Halve and deseed tomatoes and then quarter them. Heat olive oil in a pan, add garlic and a pinch of chilli flakes and then the tomatoes. Cook over high heat till these begin to thicken and then break and stir with a wooden spoon. Add some fresh
basil and salt and water if the sauce is too dry. When the tomatoes are squishy, run through a food processor for just a minute — the purée shouldn’t be too fine; there should be chunks of tomatoes in it. Use with pasta, chicken or a dish like eggplant parmesan. The tomatoes in any pasta sauce should be Roma; but any thinskinned variety is fine. Indian ones tend to be tarter so chefs here are known to add sugar though Ritu uses leeks and carrots to add sweetness to her deluxe sauce.
Gel Well
If olive oil and tomatoes gel, so does mustard and the fruit. An Indian sauce for the table is tamatar ki chutney, with variations across north and east India. My home recipe is simple: splutter black mustard seeds in mustard oil. Add chopped tomatoes, salt and sugar and a pinch of chilli powder if you like. Let the tomatoes cook till squishy. Mash with the back of a spoon. Eat with hot rice and dal!
I will leave you to figure out the recipe for the best makhani sauce. Hyderabad has the amazing tamatar ka kut flavoured with zeera, coriander and curry leaves. But what I have managed to wheedle out of chef Raymond Sim at RED, a Singaporestyle Chinese restaurant at MBD Radisson in Noida, are two versatile Chinese recipes — even though the cuisine does not use tomatoes quite as much. For sweet and sour sauce, mix 1 ½ soup spoon of rice vinegar, 1 soup spoon of mixed fruit jam, 2 soup spoons tomato ketchup, 1 spoon plum sauce, water and sugar.
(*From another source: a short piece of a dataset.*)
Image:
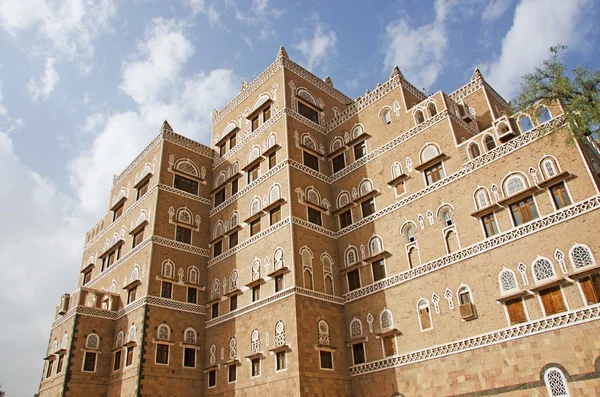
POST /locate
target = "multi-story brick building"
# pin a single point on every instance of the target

Chilli vinegar chicken, chef’s prized and hitherto-secret recipe, uses 20 g of tomatoes with 60 g black vinegar and 20 g of oyster sauce as a dressing for 150 g chicken. First fry the chicken. Sauté garlic, capsicum, ginger and chillies and toss in the chicken. Add the sauce on top.
Tomatoes are great for salads too; whether it is in a salsa, with crumbled feta or our own kachumber. I saw an interesting spin in Italy when a chef used little pipettes (available at chemists’) filled with extra virgin olive oil to skewer tomatoes, baby mozzarella and basil leaves in a cocktail rendition of the classic Caprese. Try it.